会計上、賞与は「費用」として損益計算書に計上され、企業の利益から差し引かれる形で表示されます。企業にとって、賞与は給与や手当と同様に従業員に対する支出であり、従業員のモチベーションや生産性向上を目的とした重要な費用項目です。賞与の支給によって従業員の満足度を高め、離職率の低減や企業全体のパフォーマンス向上を図ることが期待されます。

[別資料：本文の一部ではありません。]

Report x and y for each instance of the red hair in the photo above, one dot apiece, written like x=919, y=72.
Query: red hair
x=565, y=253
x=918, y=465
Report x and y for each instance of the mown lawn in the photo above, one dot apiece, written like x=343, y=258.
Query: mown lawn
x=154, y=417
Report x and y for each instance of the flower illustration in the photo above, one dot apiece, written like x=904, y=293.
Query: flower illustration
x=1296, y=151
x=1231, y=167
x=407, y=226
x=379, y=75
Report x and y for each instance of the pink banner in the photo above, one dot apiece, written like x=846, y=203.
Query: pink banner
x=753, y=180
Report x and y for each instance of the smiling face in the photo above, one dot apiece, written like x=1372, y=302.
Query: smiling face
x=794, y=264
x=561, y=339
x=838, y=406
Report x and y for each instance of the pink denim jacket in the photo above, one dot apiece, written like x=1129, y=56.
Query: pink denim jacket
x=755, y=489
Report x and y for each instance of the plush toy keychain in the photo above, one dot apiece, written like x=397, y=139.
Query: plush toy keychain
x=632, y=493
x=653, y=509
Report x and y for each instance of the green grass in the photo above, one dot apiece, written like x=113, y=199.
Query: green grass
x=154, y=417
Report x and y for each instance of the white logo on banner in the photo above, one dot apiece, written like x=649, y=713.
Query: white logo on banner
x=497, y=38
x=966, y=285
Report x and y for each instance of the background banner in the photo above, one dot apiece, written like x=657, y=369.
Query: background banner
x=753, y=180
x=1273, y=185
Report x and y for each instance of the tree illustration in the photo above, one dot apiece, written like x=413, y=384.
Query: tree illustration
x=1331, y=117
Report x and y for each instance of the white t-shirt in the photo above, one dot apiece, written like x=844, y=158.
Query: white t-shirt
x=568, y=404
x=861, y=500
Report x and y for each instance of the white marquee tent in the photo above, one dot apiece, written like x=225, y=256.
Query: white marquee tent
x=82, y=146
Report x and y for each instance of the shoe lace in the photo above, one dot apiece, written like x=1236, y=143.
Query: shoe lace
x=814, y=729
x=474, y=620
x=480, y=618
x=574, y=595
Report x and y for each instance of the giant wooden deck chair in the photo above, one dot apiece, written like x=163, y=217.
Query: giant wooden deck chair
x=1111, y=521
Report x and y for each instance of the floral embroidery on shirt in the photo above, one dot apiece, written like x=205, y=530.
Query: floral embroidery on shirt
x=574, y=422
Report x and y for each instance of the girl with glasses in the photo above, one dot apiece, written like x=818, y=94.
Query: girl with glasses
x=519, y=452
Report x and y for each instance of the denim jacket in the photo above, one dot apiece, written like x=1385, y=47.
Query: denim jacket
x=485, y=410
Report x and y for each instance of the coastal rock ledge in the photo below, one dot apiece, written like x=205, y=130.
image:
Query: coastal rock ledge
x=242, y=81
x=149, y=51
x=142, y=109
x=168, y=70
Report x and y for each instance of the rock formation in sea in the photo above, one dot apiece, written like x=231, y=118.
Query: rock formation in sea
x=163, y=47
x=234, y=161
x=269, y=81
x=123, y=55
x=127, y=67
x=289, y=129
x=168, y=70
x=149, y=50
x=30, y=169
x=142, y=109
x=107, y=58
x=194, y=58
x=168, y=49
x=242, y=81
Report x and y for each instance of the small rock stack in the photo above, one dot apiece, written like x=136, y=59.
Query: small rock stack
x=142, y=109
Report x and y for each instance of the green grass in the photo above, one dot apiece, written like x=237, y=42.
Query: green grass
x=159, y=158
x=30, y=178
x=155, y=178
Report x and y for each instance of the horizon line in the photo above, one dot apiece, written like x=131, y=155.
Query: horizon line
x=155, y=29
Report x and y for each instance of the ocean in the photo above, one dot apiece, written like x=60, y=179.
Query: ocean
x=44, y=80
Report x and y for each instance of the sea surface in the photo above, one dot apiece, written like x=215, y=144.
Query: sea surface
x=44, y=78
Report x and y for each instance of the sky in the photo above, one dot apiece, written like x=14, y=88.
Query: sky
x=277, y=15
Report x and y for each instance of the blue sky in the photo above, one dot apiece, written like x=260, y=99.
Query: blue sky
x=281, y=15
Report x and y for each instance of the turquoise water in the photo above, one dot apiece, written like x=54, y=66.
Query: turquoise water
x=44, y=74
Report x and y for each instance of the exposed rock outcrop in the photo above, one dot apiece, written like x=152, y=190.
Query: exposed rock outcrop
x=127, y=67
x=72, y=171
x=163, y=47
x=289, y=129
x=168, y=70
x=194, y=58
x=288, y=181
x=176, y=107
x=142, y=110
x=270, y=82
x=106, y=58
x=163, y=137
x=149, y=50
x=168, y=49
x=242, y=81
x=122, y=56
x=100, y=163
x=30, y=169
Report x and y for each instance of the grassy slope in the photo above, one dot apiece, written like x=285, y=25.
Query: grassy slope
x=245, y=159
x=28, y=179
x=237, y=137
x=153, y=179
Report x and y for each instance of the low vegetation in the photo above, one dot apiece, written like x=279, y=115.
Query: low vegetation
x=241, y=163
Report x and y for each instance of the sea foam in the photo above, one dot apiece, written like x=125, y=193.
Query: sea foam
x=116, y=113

賞与は一般的に「基本賞与」と「業績連動賞与」の2つのタイプに分けられます。基本賞与は一定の支給基準に基づいて計算され、業績連動賞与は企業や部門、個人の業績に応じて変動する場合が多いです。また、賞与には源泉徴収として所得税が控除され、社会保険料の計算基準となる場合もあります。
賞与はどのような時に使用されるのか
賞与は、企業が従業員の努力や業績に報いるための手段として使用され、主に以下のような場面で支給されます。
- 半期もしくは年度の業績評価に基づく支給
多くの企業では、半期や年度ごとに従業員の業績や会社全体の経営成績を評価し、その結果に基づいて賞与が支給されます。企業の業績が良好である場合、賞与額が増えることが多く、これにより従業員の士気向上が図られます。 - 特定のプロジェクト完了後や成果達成時の支給
プロジェクトベースで働く企業や職種においては、プロジェクトの完了や成果が出たタイミングで賞与が支給されることがあります。これにより、従業員は目標達成に対する報酬を得ることができ、さらに高い目標に向けた意欲が高まります。 - 従業員の勤続年数や貢献度に応じた支給
従業員の勤続年数や会社への貢献度に応じて、特別賞与や勤続表彰の一環として賞与が支給されることもあります。これは、長期間にわたり貢献した従業員への感謝を表し、社員の定着を促進するための施策として用いられます。 - 業績連動型賞与の支給
一部の企業では、企業や個人の目標達成度に基づき賞与額が決定される業績連動型賞与制度が導入されています。こうした制度により、従業員は自身の業績が賞与額に反映されるため、自発的に目標達成に向けて取り組む動機づけが高まります。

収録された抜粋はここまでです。